The US Golf Association will examine creating a path for LIV Golf players into the US Open in the next off-season, USGA chief executive officer Mike Whan said on Wednesday.

Saudi-backed LIV Golf, the upstart series that debuted in 2022 just ahead of that year's US Open, has 12 players in the field of 156 for this week's US Open at Pinehurst.

Big-name players departed the US PGA Tour for $25 million purses and guaranteed deals with LIV and were suspended from PGA events, so the world's top players only compete at majors.

LIV Golf events don't receive world ranking points so unless they are past major winners, most LIV players have limited chances to play their way into majors without special invitations.

"We're going to talk about it this off-season, whether or not there needs to be a path to somebody or somebodies that are performing really well on LIV that can get a chance to play in that way," Whan said.

"I think we're serious about that. Exactly what that looks like and how that'll curtail, I'm not just being coy, we haven't done that yet."

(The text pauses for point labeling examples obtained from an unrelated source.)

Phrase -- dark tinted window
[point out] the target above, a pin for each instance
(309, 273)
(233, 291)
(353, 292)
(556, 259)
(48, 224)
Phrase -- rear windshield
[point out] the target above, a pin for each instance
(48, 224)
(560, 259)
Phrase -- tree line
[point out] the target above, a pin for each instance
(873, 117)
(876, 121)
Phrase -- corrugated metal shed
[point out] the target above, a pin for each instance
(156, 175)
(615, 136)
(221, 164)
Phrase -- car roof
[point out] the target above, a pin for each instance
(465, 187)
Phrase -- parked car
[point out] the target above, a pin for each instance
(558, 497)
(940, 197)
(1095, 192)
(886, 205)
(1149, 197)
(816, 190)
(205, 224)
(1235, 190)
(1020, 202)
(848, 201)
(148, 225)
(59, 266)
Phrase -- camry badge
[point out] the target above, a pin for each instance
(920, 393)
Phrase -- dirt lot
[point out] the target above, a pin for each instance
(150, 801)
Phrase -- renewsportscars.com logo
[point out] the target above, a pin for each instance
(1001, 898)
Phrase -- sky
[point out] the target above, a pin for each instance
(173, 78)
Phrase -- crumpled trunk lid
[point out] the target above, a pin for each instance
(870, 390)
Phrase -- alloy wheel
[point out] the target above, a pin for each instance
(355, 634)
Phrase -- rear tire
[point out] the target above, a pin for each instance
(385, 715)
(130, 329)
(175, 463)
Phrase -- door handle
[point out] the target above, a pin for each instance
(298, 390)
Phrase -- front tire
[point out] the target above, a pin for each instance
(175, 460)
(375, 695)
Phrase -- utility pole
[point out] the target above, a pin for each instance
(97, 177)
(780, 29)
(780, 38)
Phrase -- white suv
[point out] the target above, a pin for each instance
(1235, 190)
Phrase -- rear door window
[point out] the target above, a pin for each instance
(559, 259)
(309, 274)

The US Open already offers a place for the prior year's developmental Korn Ferry Tour points leader and three spots for players from the prior DP World Tour Race to Dubai.

"I think it's feasible," Whan said. "I don't think it's a huge pathway, but we do offer other pathways through DP or Korn Ferry, so we know that there's an option to get there."

LIV Golf's financiers, the Saudi Arabia Public Investment Fund (PIF) and PGA Tour Enterprises, the tour's new for-profit arm created in a deal with US sports team owners, are making progress in merger talks that have dragged on for more than a year since last June's controversial framework agreement was unveiled.

Tiger Woods, among negotiators at a meeting last Friday in New York, said, "We all felt very positive in that meeting. Both sides were looking at different ways to get to the endgame."

The USGA still waits to see what comes out of those talks as it has for months.

"We've always felt like for the last maybe year and a half that we're always three months away from kind of understanding what the new structure is going to look like," Whan said.

"So before we react – what's LIV going to be? What's the PGA Tour? – we always felt like we're just about to know that answer, so let's figure that out."


Whan noted that 35 LIV Golf players were among those given an exemption into final 36-hole qualifying, although many did not make the attempt.

"If they really wanted to be here, they could go play 36 holes and qualify, and some did, to their credit," Whan said.

"We're not a closed door. If you want to be here – you've got to want to be here, but if you want to be here – there's certainly a way to get here."

Three LIV Golf players reached the field through qualifying – South African Dean Burmester and Spaniards David Puig and Eugenio Chacarra.

"There's no out-of-bounds stakes on our field criteria," Whan said. "It doesn't require a committee or an invitation. If you want to play in this field you've got an opportunity to play in this field, and we're proud of that."

LIV would have had 13 in the line-up but eighth-ranked Jon Rahm, a two-time major winner from Spain, withdrew due to a left foot injury.

The USGA, staging its 1 000th championship event this week, announced a winner's prize of $4.3 million from a total purse of $21.5 million.